It is frustrating to hear people argue that the United States needs to do health care, education, social spending, etc., like Finland or other small European countries do them. A link to one such article in a recent issue of The Atlantic is at the end of this posting. I had the privilege of taking a business trip to Finland in the late 1990’s, hosted by a Finnish gentleman with whom I served on a board of directors. It is a beautiful country, and a wonderful place for its citizens, but it bears no geographic, demographic, economic, ethnic, or cultural resemblance to the United States, and the governing strategies that work fairly well there will not work here.

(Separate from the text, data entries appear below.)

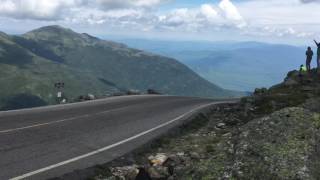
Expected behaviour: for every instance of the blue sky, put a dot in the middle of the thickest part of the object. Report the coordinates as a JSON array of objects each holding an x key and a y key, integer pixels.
[{"x": 278, "y": 21}]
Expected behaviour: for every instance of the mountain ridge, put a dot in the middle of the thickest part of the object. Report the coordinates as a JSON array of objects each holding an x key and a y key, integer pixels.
[{"x": 85, "y": 63}]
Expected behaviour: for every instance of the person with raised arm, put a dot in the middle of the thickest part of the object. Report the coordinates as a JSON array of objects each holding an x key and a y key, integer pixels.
[{"x": 318, "y": 54}]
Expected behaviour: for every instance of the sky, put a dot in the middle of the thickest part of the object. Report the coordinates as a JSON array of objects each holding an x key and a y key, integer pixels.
[{"x": 275, "y": 21}]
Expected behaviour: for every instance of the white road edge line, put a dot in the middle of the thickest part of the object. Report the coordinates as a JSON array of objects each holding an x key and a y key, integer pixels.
[
  {"x": 55, "y": 122},
  {"x": 110, "y": 146}
]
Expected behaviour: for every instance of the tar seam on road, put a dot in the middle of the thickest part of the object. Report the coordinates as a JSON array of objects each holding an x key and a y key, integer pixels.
[
  {"x": 58, "y": 121},
  {"x": 110, "y": 146}
]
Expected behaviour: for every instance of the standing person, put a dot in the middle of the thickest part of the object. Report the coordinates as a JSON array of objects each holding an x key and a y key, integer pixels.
[
  {"x": 309, "y": 55},
  {"x": 318, "y": 54}
]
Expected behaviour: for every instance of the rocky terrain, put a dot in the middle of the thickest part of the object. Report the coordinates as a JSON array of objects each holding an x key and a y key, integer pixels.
[{"x": 273, "y": 134}]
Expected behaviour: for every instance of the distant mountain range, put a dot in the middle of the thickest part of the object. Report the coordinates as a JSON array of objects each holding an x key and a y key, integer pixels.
[
  {"x": 31, "y": 64},
  {"x": 231, "y": 65}
]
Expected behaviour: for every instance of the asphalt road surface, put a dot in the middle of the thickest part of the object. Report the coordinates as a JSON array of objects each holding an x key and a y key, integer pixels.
[{"x": 47, "y": 142}]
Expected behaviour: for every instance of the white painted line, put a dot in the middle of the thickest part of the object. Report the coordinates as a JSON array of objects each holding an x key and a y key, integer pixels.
[
  {"x": 55, "y": 122},
  {"x": 110, "y": 146}
]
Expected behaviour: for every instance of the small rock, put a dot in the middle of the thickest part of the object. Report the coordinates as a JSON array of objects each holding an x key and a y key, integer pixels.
[
  {"x": 221, "y": 125},
  {"x": 158, "y": 172},
  {"x": 158, "y": 160},
  {"x": 195, "y": 155}
]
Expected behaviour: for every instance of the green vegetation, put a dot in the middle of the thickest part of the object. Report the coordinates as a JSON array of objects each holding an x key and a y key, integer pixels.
[{"x": 33, "y": 62}]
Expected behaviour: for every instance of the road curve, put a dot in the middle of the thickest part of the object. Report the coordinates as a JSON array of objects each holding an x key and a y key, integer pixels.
[{"x": 46, "y": 142}]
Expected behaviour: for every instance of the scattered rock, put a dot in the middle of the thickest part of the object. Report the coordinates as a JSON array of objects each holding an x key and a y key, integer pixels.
[
  {"x": 221, "y": 125},
  {"x": 158, "y": 160}
]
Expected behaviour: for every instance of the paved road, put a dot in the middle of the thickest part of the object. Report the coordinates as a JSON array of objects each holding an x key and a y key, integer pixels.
[{"x": 47, "y": 142}]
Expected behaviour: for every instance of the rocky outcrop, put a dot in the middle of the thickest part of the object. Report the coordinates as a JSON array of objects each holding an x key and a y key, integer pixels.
[{"x": 273, "y": 134}]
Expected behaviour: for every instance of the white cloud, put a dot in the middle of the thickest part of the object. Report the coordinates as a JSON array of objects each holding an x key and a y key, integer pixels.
[
  {"x": 35, "y": 9},
  {"x": 263, "y": 18}
]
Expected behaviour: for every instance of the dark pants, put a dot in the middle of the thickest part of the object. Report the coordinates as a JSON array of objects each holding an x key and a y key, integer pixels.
[{"x": 308, "y": 63}]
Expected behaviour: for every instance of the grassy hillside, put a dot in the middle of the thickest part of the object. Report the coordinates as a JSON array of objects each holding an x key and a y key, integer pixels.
[{"x": 33, "y": 62}]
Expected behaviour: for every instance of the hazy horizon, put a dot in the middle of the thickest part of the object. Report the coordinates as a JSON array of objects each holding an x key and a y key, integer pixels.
[{"x": 286, "y": 22}]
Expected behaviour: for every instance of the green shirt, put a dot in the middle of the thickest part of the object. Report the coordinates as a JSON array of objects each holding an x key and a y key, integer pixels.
[{"x": 303, "y": 69}]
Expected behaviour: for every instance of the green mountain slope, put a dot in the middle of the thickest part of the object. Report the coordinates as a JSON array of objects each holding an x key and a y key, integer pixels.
[{"x": 33, "y": 62}]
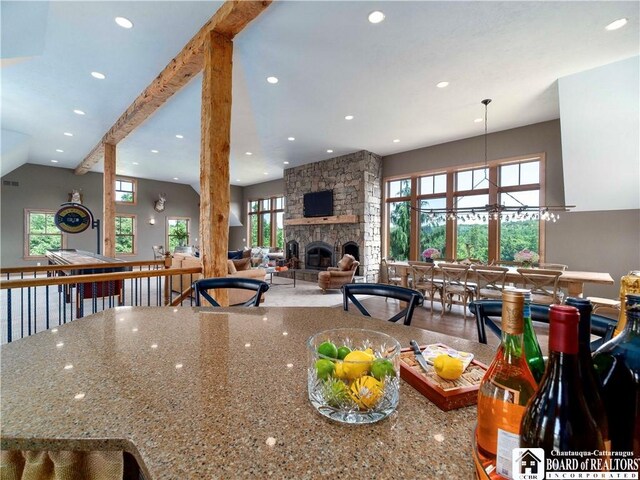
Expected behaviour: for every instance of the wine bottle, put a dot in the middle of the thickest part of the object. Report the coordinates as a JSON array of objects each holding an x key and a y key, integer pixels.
[
  {"x": 590, "y": 381},
  {"x": 505, "y": 389},
  {"x": 532, "y": 350},
  {"x": 558, "y": 417},
  {"x": 618, "y": 365}
]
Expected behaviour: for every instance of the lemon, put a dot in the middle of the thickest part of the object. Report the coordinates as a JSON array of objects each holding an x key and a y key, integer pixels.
[
  {"x": 356, "y": 364},
  {"x": 447, "y": 367},
  {"x": 366, "y": 391}
]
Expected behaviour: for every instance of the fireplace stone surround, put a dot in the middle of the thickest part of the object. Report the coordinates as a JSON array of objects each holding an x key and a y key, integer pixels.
[{"x": 356, "y": 180}]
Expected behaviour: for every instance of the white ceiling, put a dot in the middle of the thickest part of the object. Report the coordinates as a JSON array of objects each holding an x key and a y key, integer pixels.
[{"x": 330, "y": 61}]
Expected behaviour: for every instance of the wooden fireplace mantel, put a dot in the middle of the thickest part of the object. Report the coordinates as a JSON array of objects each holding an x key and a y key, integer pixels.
[{"x": 322, "y": 220}]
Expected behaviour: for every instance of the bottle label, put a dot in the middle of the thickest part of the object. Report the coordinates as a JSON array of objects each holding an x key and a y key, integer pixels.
[{"x": 507, "y": 442}]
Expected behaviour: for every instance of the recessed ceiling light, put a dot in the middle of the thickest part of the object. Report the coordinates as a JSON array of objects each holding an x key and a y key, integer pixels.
[
  {"x": 616, "y": 24},
  {"x": 376, "y": 16},
  {"x": 124, "y": 22}
]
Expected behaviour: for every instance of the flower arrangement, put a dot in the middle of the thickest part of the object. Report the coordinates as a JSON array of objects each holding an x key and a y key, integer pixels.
[
  {"x": 431, "y": 253},
  {"x": 526, "y": 257}
]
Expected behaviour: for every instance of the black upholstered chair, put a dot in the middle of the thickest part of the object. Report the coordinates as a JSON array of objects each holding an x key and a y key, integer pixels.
[
  {"x": 202, "y": 286},
  {"x": 413, "y": 298}
]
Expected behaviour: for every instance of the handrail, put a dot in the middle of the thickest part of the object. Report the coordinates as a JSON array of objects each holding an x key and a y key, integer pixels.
[
  {"x": 81, "y": 266},
  {"x": 98, "y": 277}
]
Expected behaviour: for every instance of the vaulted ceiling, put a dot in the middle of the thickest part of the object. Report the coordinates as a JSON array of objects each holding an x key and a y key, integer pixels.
[{"x": 330, "y": 62}]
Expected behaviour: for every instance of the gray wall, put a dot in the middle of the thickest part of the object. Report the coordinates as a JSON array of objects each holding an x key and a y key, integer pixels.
[
  {"x": 44, "y": 187},
  {"x": 606, "y": 241}
]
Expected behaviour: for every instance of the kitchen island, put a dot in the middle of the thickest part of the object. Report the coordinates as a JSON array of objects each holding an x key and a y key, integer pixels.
[{"x": 218, "y": 393}]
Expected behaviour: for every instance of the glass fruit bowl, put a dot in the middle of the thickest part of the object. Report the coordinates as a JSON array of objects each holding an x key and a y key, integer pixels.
[{"x": 353, "y": 374}]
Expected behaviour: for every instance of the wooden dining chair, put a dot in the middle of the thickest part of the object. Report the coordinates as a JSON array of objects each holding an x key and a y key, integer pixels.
[
  {"x": 455, "y": 284},
  {"x": 412, "y": 298},
  {"x": 490, "y": 281},
  {"x": 202, "y": 286},
  {"x": 422, "y": 275},
  {"x": 543, "y": 285}
]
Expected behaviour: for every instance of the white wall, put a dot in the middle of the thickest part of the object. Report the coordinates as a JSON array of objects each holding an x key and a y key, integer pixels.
[{"x": 600, "y": 124}]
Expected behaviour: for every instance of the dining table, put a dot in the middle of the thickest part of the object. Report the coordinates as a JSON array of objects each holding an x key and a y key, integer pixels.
[
  {"x": 219, "y": 393},
  {"x": 572, "y": 280}
]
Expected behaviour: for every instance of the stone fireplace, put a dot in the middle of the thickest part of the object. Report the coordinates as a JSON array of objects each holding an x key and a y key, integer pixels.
[
  {"x": 319, "y": 256},
  {"x": 355, "y": 228}
]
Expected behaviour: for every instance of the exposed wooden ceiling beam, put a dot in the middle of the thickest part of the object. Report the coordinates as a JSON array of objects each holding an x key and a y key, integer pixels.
[{"x": 228, "y": 21}]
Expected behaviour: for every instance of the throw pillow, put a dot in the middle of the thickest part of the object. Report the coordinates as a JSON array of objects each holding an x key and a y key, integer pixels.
[
  {"x": 231, "y": 268},
  {"x": 244, "y": 264}
]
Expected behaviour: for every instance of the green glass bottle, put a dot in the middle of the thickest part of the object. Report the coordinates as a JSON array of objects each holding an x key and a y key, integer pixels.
[{"x": 532, "y": 350}]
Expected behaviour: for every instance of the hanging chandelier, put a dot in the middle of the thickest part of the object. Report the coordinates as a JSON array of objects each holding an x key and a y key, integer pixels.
[{"x": 517, "y": 212}]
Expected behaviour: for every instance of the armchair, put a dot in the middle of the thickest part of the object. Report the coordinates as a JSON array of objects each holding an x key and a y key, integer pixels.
[{"x": 336, "y": 277}]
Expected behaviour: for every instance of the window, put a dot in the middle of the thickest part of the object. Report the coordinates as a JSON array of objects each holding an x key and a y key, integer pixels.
[
  {"x": 126, "y": 191},
  {"x": 266, "y": 222},
  {"x": 41, "y": 233},
  {"x": 125, "y": 234},
  {"x": 411, "y": 228},
  {"x": 177, "y": 232}
]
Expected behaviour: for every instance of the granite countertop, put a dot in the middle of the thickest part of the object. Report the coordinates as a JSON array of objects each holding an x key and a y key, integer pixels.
[{"x": 218, "y": 394}]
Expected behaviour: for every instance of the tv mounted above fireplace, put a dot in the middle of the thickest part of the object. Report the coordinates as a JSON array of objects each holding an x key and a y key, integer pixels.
[{"x": 318, "y": 204}]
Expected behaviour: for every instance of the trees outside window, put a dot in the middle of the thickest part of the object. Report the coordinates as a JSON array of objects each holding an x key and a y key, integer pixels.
[
  {"x": 266, "y": 222},
  {"x": 41, "y": 233},
  {"x": 125, "y": 234}
]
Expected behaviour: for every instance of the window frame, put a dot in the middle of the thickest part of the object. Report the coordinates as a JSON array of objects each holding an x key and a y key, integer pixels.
[
  {"x": 494, "y": 190},
  {"x": 272, "y": 211},
  {"x": 134, "y": 235},
  {"x": 27, "y": 232},
  {"x": 134, "y": 183}
]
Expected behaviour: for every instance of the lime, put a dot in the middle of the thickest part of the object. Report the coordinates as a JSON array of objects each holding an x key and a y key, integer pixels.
[
  {"x": 343, "y": 352},
  {"x": 328, "y": 349},
  {"x": 324, "y": 368},
  {"x": 381, "y": 367},
  {"x": 356, "y": 364}
]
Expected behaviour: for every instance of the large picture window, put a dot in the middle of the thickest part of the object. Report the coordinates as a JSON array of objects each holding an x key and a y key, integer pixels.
[
  {"x": 125, "y": 234},
  {"x": 266, "y": 222},
  {"x": 41, "y": 233},
  {"x": 411, "y": 228}
]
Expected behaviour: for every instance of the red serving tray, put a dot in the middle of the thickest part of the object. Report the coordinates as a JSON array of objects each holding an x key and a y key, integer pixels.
[{"x": 447, "y": 395}]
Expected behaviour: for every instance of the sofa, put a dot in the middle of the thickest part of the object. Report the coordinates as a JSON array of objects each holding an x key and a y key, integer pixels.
[
  {"x": 335, "y": 277},
  {"x": 235, "y": 268}
]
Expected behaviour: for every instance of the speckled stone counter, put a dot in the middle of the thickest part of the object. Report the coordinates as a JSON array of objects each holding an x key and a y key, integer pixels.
[{"x": 218, "y": 394}]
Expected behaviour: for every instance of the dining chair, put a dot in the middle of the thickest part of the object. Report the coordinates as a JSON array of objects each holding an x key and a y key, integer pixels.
[
  {"x": 455, "y": 283},
  {"x": 488, "y": 313},
  {"x": 422, "y": 275},
  {"x": 490, "y": 280},
  {"x": 202, "y": 286},
  {"x": 543, "y": 285},
  {"x": 412, "y": 298}
]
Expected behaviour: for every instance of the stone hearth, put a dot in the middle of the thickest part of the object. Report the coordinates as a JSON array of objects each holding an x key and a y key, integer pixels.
[{"x": 356, "y": 181}]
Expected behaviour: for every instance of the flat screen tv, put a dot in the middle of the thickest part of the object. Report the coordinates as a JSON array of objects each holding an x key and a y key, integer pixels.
[{"x": 318, "y": 204}]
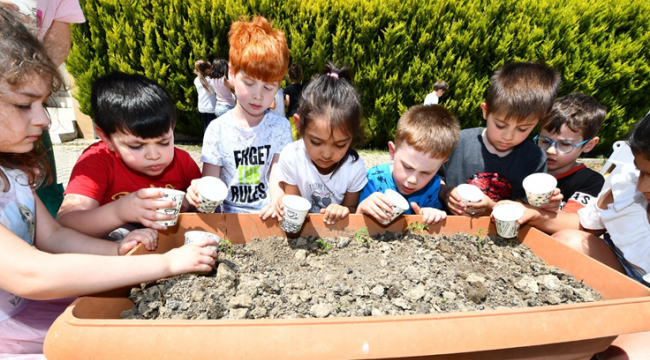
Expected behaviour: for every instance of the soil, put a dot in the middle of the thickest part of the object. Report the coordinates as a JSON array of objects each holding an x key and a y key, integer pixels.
[{"x": 389, "y": 274}]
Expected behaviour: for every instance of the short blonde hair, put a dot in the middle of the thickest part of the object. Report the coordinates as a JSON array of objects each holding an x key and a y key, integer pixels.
[
  {"x": 257, "y": 49},
  {"x": 429, "y": 129}
]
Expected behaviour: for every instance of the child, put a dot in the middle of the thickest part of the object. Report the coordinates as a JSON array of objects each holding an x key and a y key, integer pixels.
[
  {"x": 27, "y": 78},
  {"x": 207, "y": 99},
  {"x": 498, "y": 158},
  {"x": 425, "y": 137},
  {"x": 244, "y": 145},
  {"x": 439, "y": 88},
  {"x": 322, "y": 166},
  {"x": 111, "y": 183},
  {"x": 568, "y": 132},
  {"x": 623, "y": 212}
]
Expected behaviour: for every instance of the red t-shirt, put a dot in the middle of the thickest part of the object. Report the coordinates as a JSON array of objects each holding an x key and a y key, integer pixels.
[{"x": 102, "y": 175}]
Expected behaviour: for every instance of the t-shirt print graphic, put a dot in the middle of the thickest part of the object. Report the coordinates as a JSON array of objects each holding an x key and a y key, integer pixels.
[{"x": 491, "y": 184}]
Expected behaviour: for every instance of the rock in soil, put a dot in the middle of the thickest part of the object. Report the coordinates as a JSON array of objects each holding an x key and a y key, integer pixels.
[{"x": 390, "y": 274}]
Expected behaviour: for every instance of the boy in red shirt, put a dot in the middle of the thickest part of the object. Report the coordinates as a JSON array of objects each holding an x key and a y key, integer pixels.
[{"x": 112, "y": 183}]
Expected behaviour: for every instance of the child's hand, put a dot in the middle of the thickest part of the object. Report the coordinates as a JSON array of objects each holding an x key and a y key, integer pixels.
[
  {"x": 334, "y": 213},
  {"x": 192, "y": 257},
  {"x": 140, "y": 207},
  {"x": 192, "y": 194},
  {"x": 376, "y": 206},
  {"x": 148, "y": 237},
  {"x": 555, "y": 201},
  {"x": 430, "y": 216}
]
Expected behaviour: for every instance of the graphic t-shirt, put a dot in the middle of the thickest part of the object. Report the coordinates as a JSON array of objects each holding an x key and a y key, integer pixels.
[
  {"x": 102, "y": 175},
  {"x": 245, "y": 156},
  {"x": 500, "y": 178},
  {"x": 17, "y": 215},
  {"x": 296, "y": 168},
  {"x": 380, "y": 178},
  {"x": 579, "y": 186}
]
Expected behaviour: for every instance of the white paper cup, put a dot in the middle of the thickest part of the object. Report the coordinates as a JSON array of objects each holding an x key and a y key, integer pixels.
[
  {"x": 295, "y": 211},
  {"x": 192, "y": 236},
  {"x": 399, "y": 205},
  {"x": 176, "y": 196},
  {"x": 505, "y": 220},
  {"x": 539, "y": 188},
  {"x": 212, "y": 193}
]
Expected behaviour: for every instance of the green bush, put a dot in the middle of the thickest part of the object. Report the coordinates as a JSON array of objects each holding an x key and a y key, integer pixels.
[{"x": 398, "y": 49}]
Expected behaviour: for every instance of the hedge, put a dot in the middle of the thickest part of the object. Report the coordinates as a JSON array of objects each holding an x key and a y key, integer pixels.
[{"x": 398, "y": 49}]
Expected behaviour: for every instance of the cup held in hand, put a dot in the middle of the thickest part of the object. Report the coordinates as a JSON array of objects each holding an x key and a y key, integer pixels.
[{"x": 295, "y": 211}]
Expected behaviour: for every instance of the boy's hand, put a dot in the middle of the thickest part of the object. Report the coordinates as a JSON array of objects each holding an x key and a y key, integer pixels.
[
  {"x": 376, "y": 206},
  {"x": 192, "y": 257},
  {"x": 148, "y": 237},
  {"x": 555, "y": 201},
  {"x": 334, "y": 213},
  {"x": 430, "y": 216},
  {"x": 140, "y": 207}
]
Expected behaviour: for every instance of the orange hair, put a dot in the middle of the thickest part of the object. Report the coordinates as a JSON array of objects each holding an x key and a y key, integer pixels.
[{"x": 258, "y": 50}]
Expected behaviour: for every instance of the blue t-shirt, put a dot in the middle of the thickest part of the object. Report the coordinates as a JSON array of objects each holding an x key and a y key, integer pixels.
[{"x": 380, "y": 178}]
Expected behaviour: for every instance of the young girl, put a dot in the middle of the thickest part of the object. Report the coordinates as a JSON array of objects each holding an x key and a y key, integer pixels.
[
  {"x": 206, "y": 93},
  {"x": 322, "y": 166},
  {"x": 222, "y": 86},
  {"x": 28, "y": 233},
  {"x": 623, "y": 247}
]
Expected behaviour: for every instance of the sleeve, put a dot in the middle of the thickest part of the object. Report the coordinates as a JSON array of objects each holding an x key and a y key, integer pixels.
[
  {"x": 90, "y": 175},
  {"x": 211, "y": 151}
]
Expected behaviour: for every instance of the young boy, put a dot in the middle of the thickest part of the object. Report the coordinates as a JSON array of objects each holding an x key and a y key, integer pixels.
[
  {"x": 425, "y": 137},
  {"x": 439, "y": 88},
  {"x": 245, "y": 143},
  {"x": 111, "y": 183},
  {"x": 497, "y": 158},
  {"x": 568, "y": 132}
]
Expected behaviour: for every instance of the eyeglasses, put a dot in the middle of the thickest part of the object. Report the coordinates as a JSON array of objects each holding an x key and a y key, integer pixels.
[{"x": 562, "y": 146}]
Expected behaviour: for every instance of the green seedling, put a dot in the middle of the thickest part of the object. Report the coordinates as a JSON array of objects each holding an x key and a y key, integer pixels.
[{"x": 325, "y": 247}]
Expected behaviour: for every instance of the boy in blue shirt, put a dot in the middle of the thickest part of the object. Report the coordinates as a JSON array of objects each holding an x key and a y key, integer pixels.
[{"x": 425, "y": 137}]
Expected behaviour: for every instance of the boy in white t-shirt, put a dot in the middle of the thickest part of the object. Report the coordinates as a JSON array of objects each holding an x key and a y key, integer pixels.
[{"x": 245, "y": 144}]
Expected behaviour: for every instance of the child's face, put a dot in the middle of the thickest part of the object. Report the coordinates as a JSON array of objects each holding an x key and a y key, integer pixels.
[
  {"x": 146, "y": 156},
  {"x": 22, "y": 113},
  {"x": 504, "y": 134},
  {"x": 325, "y": 150},
  {"x": 558, "y": 162},
  {"x": 412, "y": 169},
  {"x": 253, "y": 96}
]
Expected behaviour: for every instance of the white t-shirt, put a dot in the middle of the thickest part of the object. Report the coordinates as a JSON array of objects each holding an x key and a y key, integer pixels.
[
  {"x": 245, "y": 156},
  {"x": 296, "y": 168},
  {"x": 431, "y": 99},
  {"x": 17, "y": 214},
  {"x": 206, "y": 100}
]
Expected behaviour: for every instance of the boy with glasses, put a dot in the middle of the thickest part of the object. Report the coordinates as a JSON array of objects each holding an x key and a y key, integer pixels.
[{"x": 565, "y": 134}]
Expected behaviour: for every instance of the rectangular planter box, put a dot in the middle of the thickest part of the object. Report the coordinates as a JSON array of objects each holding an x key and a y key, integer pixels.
[{"x": 91, "y": 329}]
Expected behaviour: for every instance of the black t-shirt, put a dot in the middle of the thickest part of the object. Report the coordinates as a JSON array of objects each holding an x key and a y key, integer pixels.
[
  {"x": 294, "y": 91},
  {"x": 579, "y": 185}
]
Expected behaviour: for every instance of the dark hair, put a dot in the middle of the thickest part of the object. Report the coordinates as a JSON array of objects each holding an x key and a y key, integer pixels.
[
  {"x": 21, "y": 57},
  {"x": 521, "y": 90},
  {"x": 219, "y": 69},
  {"x": 579, "y": 112},
  {"x": 332, "y": 95},
  {"x": 639, "y": 140},
  {"x": 132, "y": 103},
  {"x": 295, "y": 72}
]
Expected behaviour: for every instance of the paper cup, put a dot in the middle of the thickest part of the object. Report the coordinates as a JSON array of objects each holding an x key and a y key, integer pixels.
[
  {"x": 505, "y": 219},
  {"x": 176, "y": 196},
  {"x": 539, "y": 188},
  {"x": 212, "y": 193},
  {"x": 192, "y": 236},
  {"x": 399, "y": 205},
  {"x": 295, "y": 211}
]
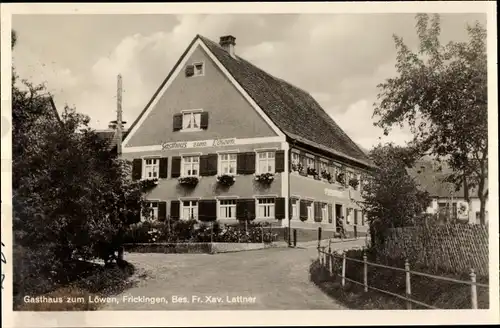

Finland is about the size of Montana, but the population is only about half that of New York City and, since the northern two thirds of Finland is pretty well frozen over, most Finns are huddled in the southern tip of the country trying to keep warm. They are essentially all Scandinavian, 93% Finns and 6% Swedes, and 83% are Lutheran. In the US “melting pot,” 80% are classified as “white,” which would include Finns, Swedes, Brits, French, Germans, etc. I wouldn’t be surprised if there are as many Finns in the US as in Finland. And the US is 51% Protestant and 24% Catholic with a long list of faith traditions making up the remaining 25%. Is it any wonder we have no national consensus on taxation and spending and size of government? The Finns, on the other hand, are mostly peers of each other, and there is considerable peer pressure to work hard and contribute to society.
Finns tend to be lean, mean, and hard working. Obesity claims only 16% compared to 34% in the USA, and the HIV/AIDS rate is only one sixth of the USA rate. We should not be surprised that health care spending in the US is 16% of GDP compared to 12% in Finland.
Finnish government spending is more than 50% of GDP compared to about 35% in the USA. Education spending is between 5% and 6% of GDP in both countries. Military spending is 2%+ in Finland and 5%+ in the US. Finland has a much higher level of social spending than the US, and an aging population is putting pressure on their system as well as ours. The Finns have agreed to work hard and pay high taxes and take good care of each other in times of trouble. That is not an agreement we will ever reach in this vast and culturally diverse nation which is tending instead to engage in class warfare.
But, back to the trip I took there for some photos. We visited an island corporate retreat in the Baltic west of Helsinki and enjoyed a traditional Finnish crayfish party with lots of singing and drinking. You can read about them here. Yes, those red things on the plates are giant, succulent, crayfish.
This is a view of the retreat as we were arriving by boat.
We also enjoyed the traditional Finnish Sauna, alternating between sweat sessions and dunks in the very cold and clear Baltic sea. That is the charcoal fired sauna on the left and the ice cold sea with escape ladder to the right.
I really wanted to go fishing. Lots of rods and lures available. I made a few casts but no strikes.